O Paraná deve produzir 24,3 milhões de toneladas de grãos em uma área de 6,09 milhões de hectares na safra de verão 2020/2021. Os números estão no relatório mensal do Departamento de Economia Rural (Deral), da Secretaria de Estado da Agricultura e do Abastecimento.

O relatório mostra ainda o encerramento da colheita dos cereais de inverno da safra 2019/2020, com volume de produção estimado em 3,76 milhões de toneladas, uma variação positiva de 37% em relação ao ano anterior, que se deve principalmente ao desempenho do trigo, com 3,05 milhões de toneladas, e à produção de aveias.

“Com isso, a safra total de grãos do Paraná no ciclo 2019/2020 soma 40,57 milhões de toneladas, volume 13% maior do que na safra anterior”, diz o secretário estadual da Agricultura e do Abastecimento, Norberto Ortigara.

A nova avaliação da safra 20/21 mostra uma manutenção da estimativa da área a ser cultivada, com um crescimento de 2% na área de soja, que deve somar 5,56 milhões de hectares. “Neste relatório, ainda não é possível identificar os efeitos do atraso no plantio de algumas culturas devido ao clima seco, mas tanto a semeadura do milho quando a da soja estão praticamente encerradas”, afirma o chefe do Deral, Salatiel Turra.

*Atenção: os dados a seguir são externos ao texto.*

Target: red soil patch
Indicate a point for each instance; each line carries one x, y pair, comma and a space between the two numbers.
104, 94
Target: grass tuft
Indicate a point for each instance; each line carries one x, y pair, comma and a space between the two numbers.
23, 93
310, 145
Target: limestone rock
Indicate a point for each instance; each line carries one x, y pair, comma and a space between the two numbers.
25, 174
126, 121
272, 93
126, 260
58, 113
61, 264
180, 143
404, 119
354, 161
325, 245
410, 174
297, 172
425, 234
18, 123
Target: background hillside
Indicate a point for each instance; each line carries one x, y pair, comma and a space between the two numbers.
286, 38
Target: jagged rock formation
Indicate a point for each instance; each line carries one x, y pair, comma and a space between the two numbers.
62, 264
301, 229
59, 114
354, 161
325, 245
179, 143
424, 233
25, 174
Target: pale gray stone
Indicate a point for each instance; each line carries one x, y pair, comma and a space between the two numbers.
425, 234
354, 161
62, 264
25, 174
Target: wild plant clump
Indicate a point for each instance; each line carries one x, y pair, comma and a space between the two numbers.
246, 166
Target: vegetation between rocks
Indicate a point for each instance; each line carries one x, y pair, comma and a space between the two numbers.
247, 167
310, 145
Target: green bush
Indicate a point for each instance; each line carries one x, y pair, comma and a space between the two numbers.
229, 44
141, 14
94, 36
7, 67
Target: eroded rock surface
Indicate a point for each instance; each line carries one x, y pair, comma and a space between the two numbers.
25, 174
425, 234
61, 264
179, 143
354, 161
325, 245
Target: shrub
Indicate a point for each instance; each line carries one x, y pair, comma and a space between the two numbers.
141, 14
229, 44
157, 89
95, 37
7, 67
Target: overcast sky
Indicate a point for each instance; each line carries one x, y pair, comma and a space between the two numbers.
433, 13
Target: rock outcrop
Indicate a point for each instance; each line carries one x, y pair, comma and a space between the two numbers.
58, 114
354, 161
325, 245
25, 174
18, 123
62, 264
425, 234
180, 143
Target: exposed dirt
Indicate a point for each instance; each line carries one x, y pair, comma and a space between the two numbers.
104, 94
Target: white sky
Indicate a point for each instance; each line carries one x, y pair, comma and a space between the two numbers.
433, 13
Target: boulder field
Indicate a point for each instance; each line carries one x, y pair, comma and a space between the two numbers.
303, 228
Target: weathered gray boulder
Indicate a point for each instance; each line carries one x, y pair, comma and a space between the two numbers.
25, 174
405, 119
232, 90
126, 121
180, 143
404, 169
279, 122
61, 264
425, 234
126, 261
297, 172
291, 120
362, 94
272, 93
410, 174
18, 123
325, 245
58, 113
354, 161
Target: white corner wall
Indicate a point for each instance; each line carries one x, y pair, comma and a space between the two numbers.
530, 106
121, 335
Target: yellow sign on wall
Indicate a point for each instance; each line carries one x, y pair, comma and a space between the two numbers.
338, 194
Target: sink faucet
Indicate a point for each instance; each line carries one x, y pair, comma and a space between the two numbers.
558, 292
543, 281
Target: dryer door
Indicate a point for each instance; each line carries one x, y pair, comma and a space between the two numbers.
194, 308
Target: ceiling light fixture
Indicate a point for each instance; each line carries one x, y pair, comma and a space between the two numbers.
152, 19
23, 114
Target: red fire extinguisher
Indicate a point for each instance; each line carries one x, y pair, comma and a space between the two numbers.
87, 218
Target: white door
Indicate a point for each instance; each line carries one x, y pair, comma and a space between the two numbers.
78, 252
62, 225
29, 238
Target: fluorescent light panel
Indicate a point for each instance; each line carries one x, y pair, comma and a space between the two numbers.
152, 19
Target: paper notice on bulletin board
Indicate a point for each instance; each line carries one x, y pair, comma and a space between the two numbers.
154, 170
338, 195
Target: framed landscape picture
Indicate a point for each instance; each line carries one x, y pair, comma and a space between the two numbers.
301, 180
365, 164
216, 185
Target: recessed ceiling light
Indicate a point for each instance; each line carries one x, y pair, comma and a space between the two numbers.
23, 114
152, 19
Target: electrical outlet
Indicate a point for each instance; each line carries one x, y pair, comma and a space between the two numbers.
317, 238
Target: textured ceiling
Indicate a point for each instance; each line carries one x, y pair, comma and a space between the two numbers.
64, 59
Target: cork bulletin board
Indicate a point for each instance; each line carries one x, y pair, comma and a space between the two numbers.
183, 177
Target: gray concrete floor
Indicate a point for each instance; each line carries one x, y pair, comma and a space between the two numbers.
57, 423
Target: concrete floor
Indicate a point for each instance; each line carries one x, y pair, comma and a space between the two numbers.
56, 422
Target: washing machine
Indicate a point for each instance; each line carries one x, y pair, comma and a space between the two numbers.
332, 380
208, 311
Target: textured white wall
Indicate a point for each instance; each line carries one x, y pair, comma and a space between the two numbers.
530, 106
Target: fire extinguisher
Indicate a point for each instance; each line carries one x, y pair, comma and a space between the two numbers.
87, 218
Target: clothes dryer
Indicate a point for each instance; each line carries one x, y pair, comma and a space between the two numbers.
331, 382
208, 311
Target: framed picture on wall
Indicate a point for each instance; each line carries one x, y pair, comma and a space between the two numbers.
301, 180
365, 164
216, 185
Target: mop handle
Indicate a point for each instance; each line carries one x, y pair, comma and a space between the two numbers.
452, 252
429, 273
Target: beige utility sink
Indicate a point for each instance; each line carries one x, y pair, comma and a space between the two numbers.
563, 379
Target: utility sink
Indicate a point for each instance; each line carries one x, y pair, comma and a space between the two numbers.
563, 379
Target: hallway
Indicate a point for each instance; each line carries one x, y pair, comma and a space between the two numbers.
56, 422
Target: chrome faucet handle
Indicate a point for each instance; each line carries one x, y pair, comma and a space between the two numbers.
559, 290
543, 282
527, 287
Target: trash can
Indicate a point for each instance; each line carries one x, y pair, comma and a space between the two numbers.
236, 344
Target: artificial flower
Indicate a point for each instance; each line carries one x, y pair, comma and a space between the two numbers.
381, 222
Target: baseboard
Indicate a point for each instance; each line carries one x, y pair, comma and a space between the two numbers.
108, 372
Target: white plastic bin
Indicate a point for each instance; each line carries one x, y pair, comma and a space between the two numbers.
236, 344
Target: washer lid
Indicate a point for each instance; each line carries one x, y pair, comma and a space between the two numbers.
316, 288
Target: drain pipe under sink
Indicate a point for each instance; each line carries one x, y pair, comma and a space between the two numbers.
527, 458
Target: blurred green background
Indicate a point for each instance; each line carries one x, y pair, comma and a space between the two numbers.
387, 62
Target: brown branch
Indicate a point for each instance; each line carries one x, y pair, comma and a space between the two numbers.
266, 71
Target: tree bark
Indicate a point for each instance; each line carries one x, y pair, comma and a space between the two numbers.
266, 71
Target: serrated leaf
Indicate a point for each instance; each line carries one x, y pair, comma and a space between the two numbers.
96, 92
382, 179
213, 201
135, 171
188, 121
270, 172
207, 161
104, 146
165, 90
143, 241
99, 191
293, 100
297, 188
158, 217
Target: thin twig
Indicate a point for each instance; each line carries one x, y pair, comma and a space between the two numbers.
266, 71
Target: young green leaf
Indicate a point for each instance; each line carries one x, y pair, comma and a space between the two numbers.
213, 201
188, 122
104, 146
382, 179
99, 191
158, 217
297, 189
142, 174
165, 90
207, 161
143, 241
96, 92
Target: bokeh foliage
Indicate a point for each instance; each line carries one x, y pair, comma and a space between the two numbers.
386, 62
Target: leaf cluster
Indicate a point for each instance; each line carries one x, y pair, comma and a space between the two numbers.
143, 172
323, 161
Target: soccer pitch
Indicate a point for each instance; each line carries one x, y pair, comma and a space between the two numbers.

Segundo Norberto Ortigara, os números mostram que pode ocorrer atraso na colheita da soja e na semeadura da segunda-safra de milho, tão importante para a segurança do abastecimento do Brasil para honrar contratos internacionais e acima de tudo para garantir o abastecimento das cadeias do leite, frango, suínos e do peixe. “Um movimento semelhante acontece em outros estados e, com o clima instável, os produtores estão em alerta”.

Soja

Estima-se que o plantio da soja se encerre no Paraná nos próximos dias. Até agora, cerca de 97% da área está plantada. Embora algumas regiões tenham enfrentado problemas com o clima seco, o desempenho da semeadura está próximo da média dos últimos anos, quando o índice era de aproximadamente 98% no mesmo período, já que o clima registrado no início do plantio era semelhante ao deste ano.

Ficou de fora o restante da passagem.